Dominant religious, economic and political frameworks today fail to take account of mans capacity to destroy the earths life support systems and the concept of divine power excuses believers from taking absolute responsibility for management of themselves and their earth, leaving an urgent need for an overarching set of global ethics and principles through which wise decisions can be made. Permaculture needs to part of such a global agreement on the way forward.
Now that some leaders have accepted concepts of climate change and that oil is a finite resource it is time for the population reduction issue to be addressed in public. Limiting the right of humans to reproduce has been a no-go area even for most permaculturists but it is clearly the core issue. Our education, legal and medical systems must seriously address the matters of bioregional and national carrying capacities, school and tertiary curricula, family planning, euthanasia, sterilisation and abortion in a philosophical, humane and scientific manner; every hour that we delay in developing a workable approach to population 11000 extra people arrive on this overstretched planet. Without offending our increasingly mainstream students we need to introduce this issue in our courses. Id be very interested in any notes that permaculture teachers have developed on this matter. Incidentally Lloyd Evans (ex chief of Plant Industry in the CSIRO), in his book 'Feeding the Ten Billion' put a figure of about 3 billion on a world population sustainable without non-renewable fuels).
Meanwhile it is increasingly important for permaculture proponents to master their design skills and demonstrate robust systems that can cope with global warming and offer sustainable living. Particular aspects of design need attention design for catastrophe and design for succession. I truly thought the pistachio nut trees on our farm (our main crop) would be a resilient and relatively permanent key component of our property design however the warming of Australian autumn and winter temperatures last year caused a failure of the trees to accumulate sufficient winter chill to set their physiological clocks for normal flowering in spring. This reduced our 06 crop to 20% of the predicted yield. Cherry growers were similarly affected. Maybe next year will be better but the overall trend will be steadily downhill.

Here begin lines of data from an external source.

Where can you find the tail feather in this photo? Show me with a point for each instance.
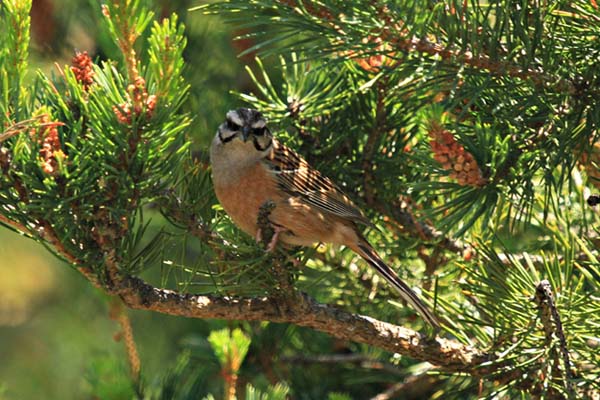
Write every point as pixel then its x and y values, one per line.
pixel 370 256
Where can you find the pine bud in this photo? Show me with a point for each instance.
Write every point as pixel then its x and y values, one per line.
pixel 83 69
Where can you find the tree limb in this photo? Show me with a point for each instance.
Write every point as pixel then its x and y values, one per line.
pixel 304 311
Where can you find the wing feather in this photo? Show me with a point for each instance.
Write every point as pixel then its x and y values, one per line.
pixel 297 178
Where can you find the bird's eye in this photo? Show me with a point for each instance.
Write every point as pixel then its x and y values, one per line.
pixel 258 131
pixel 232 126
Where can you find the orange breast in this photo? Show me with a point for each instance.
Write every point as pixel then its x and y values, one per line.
pixel 241 198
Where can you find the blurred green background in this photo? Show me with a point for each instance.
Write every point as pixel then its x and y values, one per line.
pixel 56 337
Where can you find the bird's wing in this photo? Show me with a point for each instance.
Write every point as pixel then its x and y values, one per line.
pixel 297 178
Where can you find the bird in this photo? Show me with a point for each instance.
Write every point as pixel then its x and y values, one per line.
pixel 250 167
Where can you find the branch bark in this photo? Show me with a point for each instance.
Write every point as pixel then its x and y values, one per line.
pixel 304 311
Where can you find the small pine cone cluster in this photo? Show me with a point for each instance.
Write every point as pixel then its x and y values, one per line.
pixel 138 101
pixel 373 63
pixel 83 69
pixel 50 152
pixel 454 158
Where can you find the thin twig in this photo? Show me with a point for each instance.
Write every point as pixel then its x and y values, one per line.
pixel 549 315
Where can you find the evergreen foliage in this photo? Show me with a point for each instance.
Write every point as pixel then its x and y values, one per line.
pixel 467 132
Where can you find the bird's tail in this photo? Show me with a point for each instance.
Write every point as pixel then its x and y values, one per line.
pixel 367 252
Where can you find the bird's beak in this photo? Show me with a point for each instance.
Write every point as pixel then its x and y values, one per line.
pixel 245 133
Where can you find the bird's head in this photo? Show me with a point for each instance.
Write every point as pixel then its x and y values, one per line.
pixel 245 126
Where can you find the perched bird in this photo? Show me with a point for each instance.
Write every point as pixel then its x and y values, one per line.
pixel 250 168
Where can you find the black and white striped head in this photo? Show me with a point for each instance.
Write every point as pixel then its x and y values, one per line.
pixel 248 126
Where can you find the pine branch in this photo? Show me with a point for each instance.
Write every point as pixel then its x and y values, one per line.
pixel 302 310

So at The Food Forest we will be identifying and planting species with lower chill-requirements for the inevitable global warming ahead over the next half century or more, but we encourage designers to include representatives of species that become uneconomic because of global warming in their systems; ultimately the planet will cool and those species will become valuable (possibly life-savers) again. A chill requirement should be mentioned when describing plant varieties in permaculture resources and we should be reporting maximum temperatures that varieties can tolerate. The calculation of chill hours for sites should be taught in design courses.

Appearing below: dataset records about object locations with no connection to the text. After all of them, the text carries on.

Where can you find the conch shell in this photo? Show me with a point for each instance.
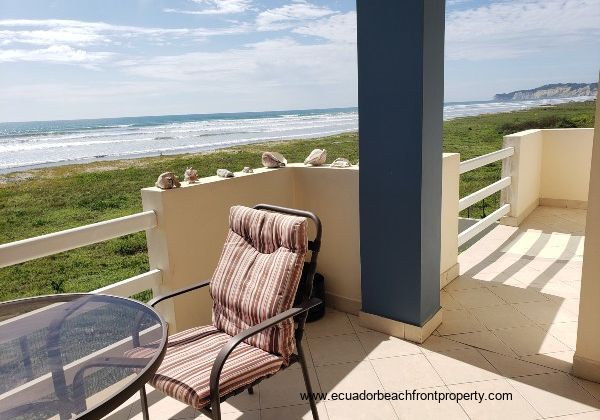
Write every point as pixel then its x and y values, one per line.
pixel 341 163
pixel 224 173
pixel 167 180
pixel 316 158
pixel 273 160
pixel 190 175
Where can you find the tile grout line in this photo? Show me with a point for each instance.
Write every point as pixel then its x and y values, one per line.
pixel 317 373
pixel 372 367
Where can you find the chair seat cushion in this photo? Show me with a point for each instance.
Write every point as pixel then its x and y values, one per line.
pixel 185 371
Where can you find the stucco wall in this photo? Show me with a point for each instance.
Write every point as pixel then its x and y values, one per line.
pixel 586 362
pixel 192 224
pixel 566 163
pixel 524 167
pixel 549 167
pixel 449 235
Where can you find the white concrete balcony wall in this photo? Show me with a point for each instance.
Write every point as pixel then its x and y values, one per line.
pixel 549 167
pixel 192 223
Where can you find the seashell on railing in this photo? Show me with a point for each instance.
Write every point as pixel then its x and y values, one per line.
pixel 167 180
pixel 341 163
pixel 273 160
pixel 316 158
pixel 224 173
pixel 190 175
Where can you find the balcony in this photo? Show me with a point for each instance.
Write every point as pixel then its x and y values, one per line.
pixel 510 301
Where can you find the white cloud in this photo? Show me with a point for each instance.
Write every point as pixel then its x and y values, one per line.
pixel 73 41
pixel 337 28
pixel 516 28
pixel 216 7
pixel 54 54
pixel 81 33
pixel 257 66
pixel 290 15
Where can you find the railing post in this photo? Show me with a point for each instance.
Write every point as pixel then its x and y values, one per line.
pixel 449 268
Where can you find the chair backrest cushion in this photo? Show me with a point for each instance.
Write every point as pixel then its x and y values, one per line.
pixel 258 274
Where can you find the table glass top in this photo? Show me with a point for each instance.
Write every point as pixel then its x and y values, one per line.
pixel 62 355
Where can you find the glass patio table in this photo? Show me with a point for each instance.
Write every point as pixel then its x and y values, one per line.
pixel 75 355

Permaculture designs should aim to minimize greenhouse emissions, maximise the capture of energy and enable as much self reliance as feasible. Limiting the size of our families and our consumption and investing in renewable energy systems are some of the many practical ways of demonstrating a low energy future that we can then expect others (particularly politicians) to acknowledge, emulate and build into education and legislation. There is much to do.